President Biden – having heard of the frustration of predecessors Truman and Reagan who, vexed by the ambivalent nature, the “this or that”, the duality of all recommendations from economists bemoaned the lack of one-armed economists – should be pleased to learn that the Johns Hopkins University has inaugurated an innovative program, a PhD for one-armed economists.
Let us first dispose of some nonsense, possibly originating from former President Trump. According to this apocrypha, President Biden has taped to his desk the following summary of his knowledge of economics:
- Microeconomics Supply and demand for short economists
- Macroneconomics Supply and demand for French economists
- Macaronieconomics Public policy pastas prepared by professors at Padua Poly
- A consensus of economists A contradiction in terms
- A unanimity of economists An oxymoron
- An economists’ compromise The lobbyist asks for sixty-four billion, the Administration balks at seventy, the horrified House condemns as irresponsible any number over seventy-five, the aghast Senate declines to contemplate anything above eighty, so an elite entourage of eminent economists brings order out of chaos by brokering a compromise at ninety billion
- Monetizing the public debt The Treasury sells bonds to banks which then sell them to the Fed which instructs the Bureau of Engraving and Printing to print enough dollars to pay for them, not to be confused with such obscenities as “running the printing press” or “printing money.”

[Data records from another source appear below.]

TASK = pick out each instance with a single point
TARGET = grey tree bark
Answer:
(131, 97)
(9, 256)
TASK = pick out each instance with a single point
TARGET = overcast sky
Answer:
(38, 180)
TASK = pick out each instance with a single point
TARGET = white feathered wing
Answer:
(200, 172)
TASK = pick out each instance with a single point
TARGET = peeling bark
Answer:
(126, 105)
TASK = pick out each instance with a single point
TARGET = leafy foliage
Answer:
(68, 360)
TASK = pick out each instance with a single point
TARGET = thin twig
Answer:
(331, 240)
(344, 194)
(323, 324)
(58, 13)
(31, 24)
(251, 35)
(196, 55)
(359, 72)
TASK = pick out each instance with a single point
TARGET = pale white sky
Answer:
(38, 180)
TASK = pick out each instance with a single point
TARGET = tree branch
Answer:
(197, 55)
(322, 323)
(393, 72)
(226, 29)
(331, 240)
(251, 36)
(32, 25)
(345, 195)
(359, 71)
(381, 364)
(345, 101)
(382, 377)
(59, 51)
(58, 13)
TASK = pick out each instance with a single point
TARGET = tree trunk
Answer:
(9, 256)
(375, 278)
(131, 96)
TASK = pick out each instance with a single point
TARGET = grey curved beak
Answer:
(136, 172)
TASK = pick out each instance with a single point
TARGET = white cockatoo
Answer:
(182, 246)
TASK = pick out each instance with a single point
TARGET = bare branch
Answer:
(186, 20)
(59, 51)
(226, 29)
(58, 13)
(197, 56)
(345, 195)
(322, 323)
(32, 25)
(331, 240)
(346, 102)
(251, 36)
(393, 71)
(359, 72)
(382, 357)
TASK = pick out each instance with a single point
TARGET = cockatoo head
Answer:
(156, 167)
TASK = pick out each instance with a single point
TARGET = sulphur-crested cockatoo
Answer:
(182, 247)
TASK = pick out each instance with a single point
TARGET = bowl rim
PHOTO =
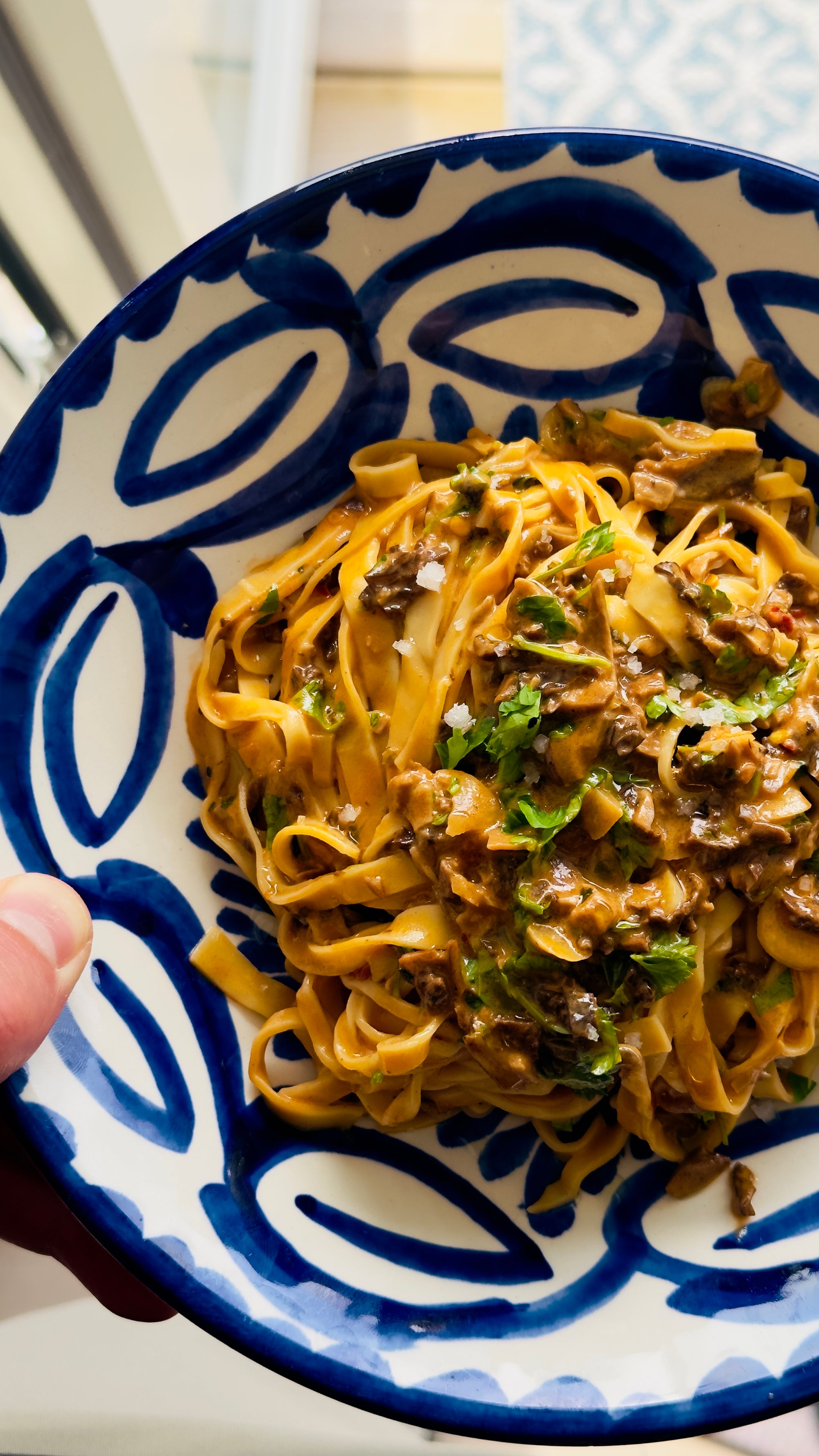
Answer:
(706, 1411)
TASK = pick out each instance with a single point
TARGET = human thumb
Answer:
(46, 934)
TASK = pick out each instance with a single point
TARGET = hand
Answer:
(46, 934)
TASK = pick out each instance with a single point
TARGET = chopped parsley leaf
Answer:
(598, 541)
(548, 612)
(461, 743)
(312, 701)
(671, 960)
(518, 726)
(774, 995)
(799, 1087)
(547, 823)
(270, 605)
(274, 814)
(715, 603)
(731, 660)
(559, 654)
(662, 704)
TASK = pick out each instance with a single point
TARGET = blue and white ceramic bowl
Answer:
(205, 424)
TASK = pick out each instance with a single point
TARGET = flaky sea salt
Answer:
(459, 717)
(432, 576)
(709, 717)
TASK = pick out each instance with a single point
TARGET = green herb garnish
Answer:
(598, 541)
(312, 701)
(715, 603)
(548, 612)
(662, 704)
(270, 605)
(732, 662)
(671, 960)
(799, 1087)
(518, 726)
(461, 743)
(274, 814)
(559, 654)
(774, 995)
(547, 823)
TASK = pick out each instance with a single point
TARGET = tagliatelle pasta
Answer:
(521, 746)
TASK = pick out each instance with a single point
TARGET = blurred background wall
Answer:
(127, 130)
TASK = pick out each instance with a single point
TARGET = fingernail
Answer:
(53, 918)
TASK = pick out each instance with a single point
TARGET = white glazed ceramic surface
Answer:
(201, 427)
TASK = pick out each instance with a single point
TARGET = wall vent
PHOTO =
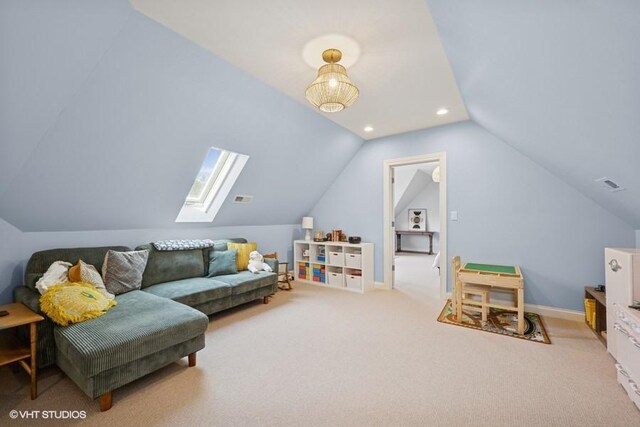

- Inflation Principal product of the Fed
- Deflation The only consolation for depression and a balm that a callous cabal of central bankers commits to kill
- Central bankers Visually impaired economists, blind to bubbles
- Independence of the Fed A fiction so Congress and the Administration can claim they do not share the blame for inflation
- The Invisible Hand. A doctrine promulgated by Adam Smith in 1776, a doctrine to which politicians and economists profess fealty, which, however, they are not permitted to apply in Washington, DC. Future Hopkins’ graduates will have an invisible hand.
Have we had any one-armed economists? At least on the subject of inflation, Nobel Laureate Milton Friedman may have been one-armed. Always asserting that inflation was a monetary phenomenon, “No two ways about it,” he would have ridiculed the current search for the monopolists, big companies, Russian oligarchs or other perpetrators that were causing it. But as a one-armed economist he knew the trauma of knotting his tie and touch-typing his manuscripts.
Now back to the new Johns Hopkins program. Through its Department of Economics, Hopkins grants a PhD on completion of course work, an oral exam, a dissertation and – thanks to students in its medical school – a free amputation. Faculty members who designed this new program, perturbed by the slow growth in its enrollment, are of course divided into two schools of thought: One School has it that before launching the program there should have been surveys, double blind studies and Bayesian revision. The other School thinks delay in enrollments has occurred because the sole graduate of the program denigrates it: she says the medical students forgot she was left-handed.